Du 12 au 30 septembre 1916 à lieu la Bataille de Kaymakchalan. Cette bataille se termine par une retraite bulgaro-allemande et l’évacuation de Bitola. 60000 hommes ont été mis hors de combat côté Empires Centraux (50000 côté allié) et la front à reculé de 40km ce qui est tout sauf négligeable.

Peu à peu le front macédonien ou front de Salonique va se figer. Une véritable guerre d’usure oppose les deux camps qui ne disposent pas de suffisament de moyens pour obtenir la percée tant recherchée.

Il va falloir attendre 1918 pour que la situation se débloque alors que telles deux courbes la force des alliés ne cesse d’augmenter pendant que celle des empires centraux ne cesse de décliner au point que chaque offensive de la Triplice ressemble à chaque fois à un coup de Poker plus risqué que le précédent. Le temps joue clairement en faveur des alliés et les allemands, les austro-hongrois et les bulgares le savent parfaitement.

Les alliés vont ainsi remporter au printemps 1918 la bataille de Skia-Di-Leger (29 au 31 mai 1918) puis celle de Dobro-Polje (15 au 18 septembre 1918), bataille qui marque le début de l’offensive du Vardar qui allait aboutir à la rupture du front puis à son exploitation.

Cela ne veut pas dire que les bulgares sont en déroute. Ils remportent quelques succès comme la Bataille de Dorian (18 septembre 1918) mais il s’agit à chaque fois de victoires locales et tactiques qui ne changent pas le cours de la guerre.

Résultat le 24 septembre 1918 la Bulgarie demande un armistice aux alliés. L’armée bulgare se désintègre certains éléments exploités par les agrariens proclament même la Bulgarie. Les alliés acceptent le 29 septembre 1918. C’est l’Armistice de Thessalonique.

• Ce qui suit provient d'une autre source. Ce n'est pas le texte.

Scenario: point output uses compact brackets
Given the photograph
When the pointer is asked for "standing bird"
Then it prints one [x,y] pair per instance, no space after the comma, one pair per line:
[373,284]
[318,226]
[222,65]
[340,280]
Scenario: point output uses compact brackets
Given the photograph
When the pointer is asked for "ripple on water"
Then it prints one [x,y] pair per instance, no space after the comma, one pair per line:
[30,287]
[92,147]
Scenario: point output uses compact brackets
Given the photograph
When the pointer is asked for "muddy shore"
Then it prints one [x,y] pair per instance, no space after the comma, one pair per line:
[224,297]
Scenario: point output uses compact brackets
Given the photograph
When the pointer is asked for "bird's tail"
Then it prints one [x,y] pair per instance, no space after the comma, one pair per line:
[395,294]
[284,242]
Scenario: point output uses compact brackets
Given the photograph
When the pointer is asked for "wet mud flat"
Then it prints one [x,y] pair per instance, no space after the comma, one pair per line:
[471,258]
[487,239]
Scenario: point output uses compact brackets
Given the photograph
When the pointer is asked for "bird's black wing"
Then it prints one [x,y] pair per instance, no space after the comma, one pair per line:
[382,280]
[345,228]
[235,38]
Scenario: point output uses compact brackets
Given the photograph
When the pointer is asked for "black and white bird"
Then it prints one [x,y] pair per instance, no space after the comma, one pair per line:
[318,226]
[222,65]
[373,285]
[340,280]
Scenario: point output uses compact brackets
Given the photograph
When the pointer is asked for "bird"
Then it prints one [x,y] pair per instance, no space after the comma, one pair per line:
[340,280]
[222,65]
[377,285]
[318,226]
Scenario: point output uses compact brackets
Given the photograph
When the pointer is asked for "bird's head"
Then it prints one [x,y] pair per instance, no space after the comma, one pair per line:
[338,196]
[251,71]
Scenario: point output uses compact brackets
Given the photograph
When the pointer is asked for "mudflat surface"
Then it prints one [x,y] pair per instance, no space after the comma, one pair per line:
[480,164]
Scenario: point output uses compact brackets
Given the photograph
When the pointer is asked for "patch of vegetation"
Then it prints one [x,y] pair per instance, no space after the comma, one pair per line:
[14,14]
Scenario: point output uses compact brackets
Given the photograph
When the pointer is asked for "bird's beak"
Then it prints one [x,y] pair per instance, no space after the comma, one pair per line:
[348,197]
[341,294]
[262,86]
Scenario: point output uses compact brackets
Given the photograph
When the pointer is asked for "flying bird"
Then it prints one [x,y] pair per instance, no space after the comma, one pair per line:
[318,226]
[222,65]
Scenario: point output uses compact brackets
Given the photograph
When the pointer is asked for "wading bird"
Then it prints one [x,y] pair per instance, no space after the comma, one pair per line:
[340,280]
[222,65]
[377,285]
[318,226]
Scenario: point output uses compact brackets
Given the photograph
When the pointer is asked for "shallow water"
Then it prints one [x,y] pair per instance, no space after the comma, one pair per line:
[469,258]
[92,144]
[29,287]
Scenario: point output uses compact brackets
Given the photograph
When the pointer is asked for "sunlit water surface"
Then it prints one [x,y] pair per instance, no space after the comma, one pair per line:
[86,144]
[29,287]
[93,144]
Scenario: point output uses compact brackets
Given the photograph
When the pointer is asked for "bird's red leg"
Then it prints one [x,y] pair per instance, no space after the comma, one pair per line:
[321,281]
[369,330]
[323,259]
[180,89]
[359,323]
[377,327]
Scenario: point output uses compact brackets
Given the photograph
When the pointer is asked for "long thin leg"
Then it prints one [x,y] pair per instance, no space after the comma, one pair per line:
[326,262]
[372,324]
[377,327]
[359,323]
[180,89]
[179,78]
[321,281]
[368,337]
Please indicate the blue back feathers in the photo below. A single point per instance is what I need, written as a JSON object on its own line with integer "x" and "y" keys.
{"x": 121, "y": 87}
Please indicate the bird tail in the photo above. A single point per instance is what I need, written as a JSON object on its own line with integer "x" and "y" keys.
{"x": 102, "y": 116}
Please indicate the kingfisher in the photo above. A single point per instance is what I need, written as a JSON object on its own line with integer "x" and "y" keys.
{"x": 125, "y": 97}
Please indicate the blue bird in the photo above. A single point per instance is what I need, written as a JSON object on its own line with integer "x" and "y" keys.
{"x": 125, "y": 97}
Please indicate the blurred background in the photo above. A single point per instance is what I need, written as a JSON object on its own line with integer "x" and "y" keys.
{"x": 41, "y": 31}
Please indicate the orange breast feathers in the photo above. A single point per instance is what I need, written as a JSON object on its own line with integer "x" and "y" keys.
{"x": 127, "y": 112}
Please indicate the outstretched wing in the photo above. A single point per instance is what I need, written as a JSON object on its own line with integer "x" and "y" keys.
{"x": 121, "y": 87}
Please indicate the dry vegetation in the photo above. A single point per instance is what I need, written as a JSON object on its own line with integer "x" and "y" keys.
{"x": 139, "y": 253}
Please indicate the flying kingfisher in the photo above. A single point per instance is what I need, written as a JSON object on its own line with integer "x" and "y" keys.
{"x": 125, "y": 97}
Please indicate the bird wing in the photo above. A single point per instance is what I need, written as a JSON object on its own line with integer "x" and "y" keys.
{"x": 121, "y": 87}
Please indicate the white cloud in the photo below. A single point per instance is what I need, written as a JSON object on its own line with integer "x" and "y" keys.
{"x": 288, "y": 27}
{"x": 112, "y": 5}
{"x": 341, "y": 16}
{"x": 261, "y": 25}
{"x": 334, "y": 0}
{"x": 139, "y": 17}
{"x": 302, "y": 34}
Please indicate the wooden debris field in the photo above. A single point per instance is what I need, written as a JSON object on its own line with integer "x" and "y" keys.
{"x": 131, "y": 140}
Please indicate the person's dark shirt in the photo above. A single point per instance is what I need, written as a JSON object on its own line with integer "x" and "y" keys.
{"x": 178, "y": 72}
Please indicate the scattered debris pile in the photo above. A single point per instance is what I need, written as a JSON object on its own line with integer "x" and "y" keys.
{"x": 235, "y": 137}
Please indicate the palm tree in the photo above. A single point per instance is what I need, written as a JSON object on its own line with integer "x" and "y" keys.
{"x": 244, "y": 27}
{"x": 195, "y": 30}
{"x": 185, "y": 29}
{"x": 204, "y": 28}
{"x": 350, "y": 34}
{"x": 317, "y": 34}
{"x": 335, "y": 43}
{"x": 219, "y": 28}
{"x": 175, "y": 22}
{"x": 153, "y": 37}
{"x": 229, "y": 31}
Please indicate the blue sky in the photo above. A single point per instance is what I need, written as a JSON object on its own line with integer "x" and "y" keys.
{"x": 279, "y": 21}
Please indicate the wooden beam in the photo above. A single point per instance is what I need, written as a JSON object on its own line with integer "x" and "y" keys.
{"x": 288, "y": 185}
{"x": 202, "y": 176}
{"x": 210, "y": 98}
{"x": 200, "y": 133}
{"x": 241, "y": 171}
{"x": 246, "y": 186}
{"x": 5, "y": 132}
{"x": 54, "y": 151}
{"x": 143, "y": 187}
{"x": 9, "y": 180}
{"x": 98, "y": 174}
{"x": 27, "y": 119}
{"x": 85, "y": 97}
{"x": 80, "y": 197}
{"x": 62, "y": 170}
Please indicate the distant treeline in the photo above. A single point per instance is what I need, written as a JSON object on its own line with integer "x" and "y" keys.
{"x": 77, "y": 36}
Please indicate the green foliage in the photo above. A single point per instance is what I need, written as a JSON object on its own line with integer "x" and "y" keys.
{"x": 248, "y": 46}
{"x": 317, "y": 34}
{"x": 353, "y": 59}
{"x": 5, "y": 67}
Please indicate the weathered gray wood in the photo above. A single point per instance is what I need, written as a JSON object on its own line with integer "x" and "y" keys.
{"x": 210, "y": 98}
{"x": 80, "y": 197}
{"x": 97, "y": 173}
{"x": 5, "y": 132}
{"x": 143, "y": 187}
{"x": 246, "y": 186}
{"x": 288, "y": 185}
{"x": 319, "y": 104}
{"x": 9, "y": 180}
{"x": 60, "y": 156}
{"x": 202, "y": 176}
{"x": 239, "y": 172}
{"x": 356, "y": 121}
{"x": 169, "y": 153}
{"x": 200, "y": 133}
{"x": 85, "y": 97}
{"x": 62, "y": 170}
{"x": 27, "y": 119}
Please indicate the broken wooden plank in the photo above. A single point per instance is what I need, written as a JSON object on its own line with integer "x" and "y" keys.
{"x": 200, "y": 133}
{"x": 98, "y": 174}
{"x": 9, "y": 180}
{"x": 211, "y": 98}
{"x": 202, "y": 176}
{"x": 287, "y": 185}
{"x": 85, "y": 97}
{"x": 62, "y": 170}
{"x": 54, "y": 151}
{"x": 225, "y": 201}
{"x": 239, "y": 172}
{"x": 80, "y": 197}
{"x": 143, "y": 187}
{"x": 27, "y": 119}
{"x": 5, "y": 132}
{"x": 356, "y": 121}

Outre le front macédonien, les bulgares vont également combattre contre la Roumanie. Bucarest entre en guerre en août 1916.

L’offensive roumaine remporte d’abord de brillants succès mais ces succès sont en trompe l’œil, les roumains étant 200000 contre 25000 austro-hongrois. L’arrivée rapide de renforts germano-austro-hongrois stabilise la situation et permet une contre-offensive à laquelle participe la Bulgarie en Dobroudja du Sud. Cela aboutira à l’occupation des deux tiers de la Roumanie (dont la capitale Bucarest) et à l’impossibilité pour la Roumanie de continuer la guerre après l’effondrement russe (NdA plus de détails dans le volume 3 consacré à la Roumanie).